A este punto decidió acabar la visita y salió fuera de la habitación temblando de vergüenza y de rabia. Justo antes de perder las formas, aunque estaba segura de lo que me esperaba cuando llegáramos a casa. Tan pronto como lo dije, supe que hubiera sido mejor haberme callado. Si mi hermana pequeña Petra hubiera estado allí, nada de eso habría ocurrido, pero trabajaba también los fines de semana y no tenía tiempo para venir hoy con nosotras.

En la sala de estar me encontré cara a cara con siete ancianos sentados en sus butacas. Personas solas y olvidadas, hambrientas de un poco de escándalo. ¡Fue maravilloso, no es lo podéis ni imaginar! 

Salí al pequeño patio flanqueado por castaños de la Media Luna donde, según las nueves leyes antitabaco ya ni podías fumarte un cigarrillo, aunque yo no fuera fumadora. Fui allí a tranquilizarme, pero no lo conseguí. En mi cabeza, imaginé perfectamente cómo me regañaría mi madre y que entonces mi padre también se enfadaría si oía como me había comportado. Y, encima, nada tenía sentido, nada cambiaría.

¿Acabaría yo también así? Me pregunté. Si alguna vez tuviera una hija, me hiciera mayor y ellos empezaran a sentir que yo era una carga, ¿me meterían en una residencia? ¿Sobreviviré lo bastante para ser tan vieja? La edad de jubilación se acercaba a los 70; tenía más posibilidades de ir directamente al cementerio desde mi puesto de trabajo que dejarlo y disfrutar de mi jubilación. ¡No como la abuela! Le hicieron una fiesta de jubilación cuando tenía 55 años.

Me acordé de las palabras de Petra, con la que ya habíamos hablado sobre este tema: 

―Si alguna vez empiezo a sentir que me estoy volviendo decrépita, prefiero morirme antes que no ser capaz de cuidarme de mi misma.

―Puede que lo digas ahora, pero cuando seas así de mayor te agarrarás a la vida con todas tus fuerzas.

―Ya lo veremos. Sea como sea, ¡realmente preferiría suicidarme antes de consumirme en una residencia aburrida en compañía de otra docena de vejestorios!
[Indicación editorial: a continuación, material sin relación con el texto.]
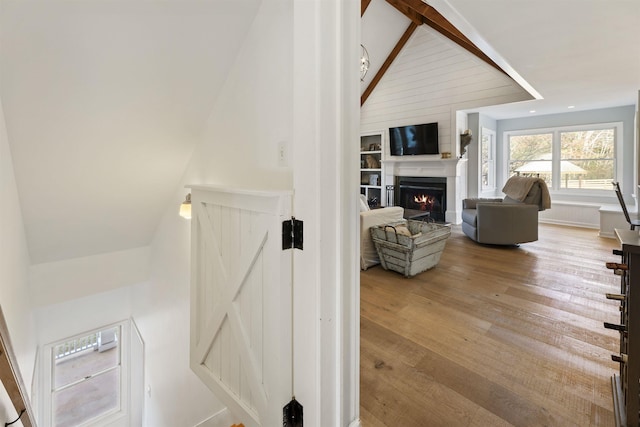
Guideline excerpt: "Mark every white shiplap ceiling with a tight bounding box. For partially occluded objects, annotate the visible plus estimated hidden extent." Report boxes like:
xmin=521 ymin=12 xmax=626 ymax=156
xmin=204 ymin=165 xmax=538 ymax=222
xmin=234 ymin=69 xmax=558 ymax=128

Pensé que la opinión de Petra era un poco extrema, aunque también había algo repulsivo en la visión del futuro que había pintado.

―Si me lo preguntas, el problema es que las personas mayores hoy no pueden ejercer el papel de sabio consejero en las familias como solían hacerlo― acostumbraba a decir cuando mamá estaba pensando en poner a la abuela en una residencia―. La distancia entre generaciones es demasiado grande. No tienes más que mirar a mamá y a su madre; incluso entre ellas. Todos los malentendidos son por eso. 

Mascullé algo. No es muy normal que filosofe sobre los temas importantes de la vida.

―¡Venga Bernadette, vámonos! ―gritó mamá detrás de mí como si se hubiera tragado un rastrillo. En vez de discutir había escogido el terror silencioso, pero no quería que supiera que eso era más un don del cielo para mí que una queja constante.

Cuando subimos al coche y papá preguntó cómo habían ido las cosas, respondió secamente:

―Tu hija estaba de nuevo en forma. Nunca más volverá a venir conmigo.

Me miró de forma inquisitiva a través del espejo retrovisor deseando que yo explicara un poco más, pero me encogí de hombros y miré por la ventana. Mamá estuvo callada durante todo el viaje hasta casa, algo raro en ella. Solo cuando bajamos del coche me miró elocuentemente:

―Sé muy bien que no podré contar con tu ayuda cuando sea mayor; Petra tendrá que ocuparse de mí. Ya me has dejado claro que no quieres que sea una molestia para ti si caigo enferma. 

Sentí un inmenso vacío en mi pecho. No porque estuviera profundamente ofendida por lo que había dicho, sino porque sabía que las cosas serían realmente así. No importa lo que pasara en mi vida privada o en mi carrera, y por más que quisiera a mi madre, nunca renunciaría a mi vida para cuidarla en casa cuando lo necesitara.

Me pregunto si admitir que soy tan egoísta es algo bueno o malo.